MUGELLO – La capogruppo di Fratelli d’Italia in Consiglio regionale Chiara La Porta ed il deputato di Fratelli d’Italia e presidente della Commissione parlamentare d’inchiesta sul Forteto Francesco Michelotti: “Giunta chiarisca su omessi controlli ed eventuali danni alla popolazione”. Ecco la nota di Fratelli d’Italia:
L’approvvigionamento indebito di acqua non potabile per la produzione di formaggi al Forteto, emerso nell’ultima seduta della commissione parlamentare d’inchiesta, approda in Consiglio regionale grazie a un’interrogazione presentata dal gruppo di Fratelli d’Italia e iscritta all’ordine del giorno dei lavori della seduta di martedì e mercoledì prossimi.

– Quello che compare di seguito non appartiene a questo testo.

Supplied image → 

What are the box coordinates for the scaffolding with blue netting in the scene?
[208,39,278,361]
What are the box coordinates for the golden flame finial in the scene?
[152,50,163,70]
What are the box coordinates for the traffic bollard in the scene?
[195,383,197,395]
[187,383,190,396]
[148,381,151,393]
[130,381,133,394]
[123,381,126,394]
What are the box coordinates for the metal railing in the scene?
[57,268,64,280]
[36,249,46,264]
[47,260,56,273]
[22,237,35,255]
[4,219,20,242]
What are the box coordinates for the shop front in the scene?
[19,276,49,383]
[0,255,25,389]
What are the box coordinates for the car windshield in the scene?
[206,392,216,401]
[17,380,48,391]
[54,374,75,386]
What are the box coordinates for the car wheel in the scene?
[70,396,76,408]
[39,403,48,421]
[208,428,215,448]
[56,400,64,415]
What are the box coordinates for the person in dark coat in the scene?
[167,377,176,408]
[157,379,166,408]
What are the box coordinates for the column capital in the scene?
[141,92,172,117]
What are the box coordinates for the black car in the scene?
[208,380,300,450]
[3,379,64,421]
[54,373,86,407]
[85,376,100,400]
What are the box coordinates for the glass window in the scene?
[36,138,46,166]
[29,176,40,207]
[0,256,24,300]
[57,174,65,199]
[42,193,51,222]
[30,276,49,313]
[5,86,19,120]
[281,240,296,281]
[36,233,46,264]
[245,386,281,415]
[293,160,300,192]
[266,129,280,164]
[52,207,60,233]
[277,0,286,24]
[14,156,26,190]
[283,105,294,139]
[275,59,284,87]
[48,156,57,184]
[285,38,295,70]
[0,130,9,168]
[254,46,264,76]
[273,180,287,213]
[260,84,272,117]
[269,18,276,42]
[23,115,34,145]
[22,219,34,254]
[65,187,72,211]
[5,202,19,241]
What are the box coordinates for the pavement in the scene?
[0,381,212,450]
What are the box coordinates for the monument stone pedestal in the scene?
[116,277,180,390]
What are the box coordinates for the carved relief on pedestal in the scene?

Interrogazione con la quale si chiede alla Giunta regionale perché, pur essendo la Regione al corrente del mancato allacciamento alla rete idrica e dell’utilizzo di acqua non potabile, non è intervenuta e se intende avviare un’indagine interna per verificare le responsabilità dei mancati controlli.
“Quello che emerso nell’ultima seduta della commissione parlamentare d’inchiesta è gravissimo – attacca la capogruppo di Fratelli d’Italia in Consiglio regionale Chiara La Porta – ma purtroppo non sorprendente. Perché la storia del Forteto è stata caratterizzata da protezioni e connivenze con le istituzioni locali e regionali. Alla luce delle ultime verità emerse pretendiamo che la Giunta dica pubblicamente perché non ha controllato, se ha intenzione di verificare le responsabilità, quali sono gli esiti di eventuali ispezioni e se vi sono risultanze scientifiche circa un aumento di patologie legate all’utilizzo di acqua potabile”, conclude La Porta.
“La cooperativa – aggiunge Francesco Michelotti, deputato di Fratelli d’Italia e presidente della Commissione parlamentare d’inchiesta sul Forteto – per oltre trent’anni si sarebbe approvvigionata indebitamente di acqua non potabile per mandare avanti la produzione casearia. Si parla di trenta milioni di litri all’anno prelevati e utilizzati nella più completa illegalità. Tutti ne erano al corrente, nessuno però ha mosso un dito. Un fatto che deve essere approfondito anche perché rappresenta un danno erariale importante legato alla concessione idrica e rispetto al quale noi vogliamo andare fino in fondo. Va in questa direzione l’interrogazione in Consiglio regionale di Fratelli d’Italia: chiedere e anche inchiodare chi ha le proprie responsabilità”, conclude Michelotti.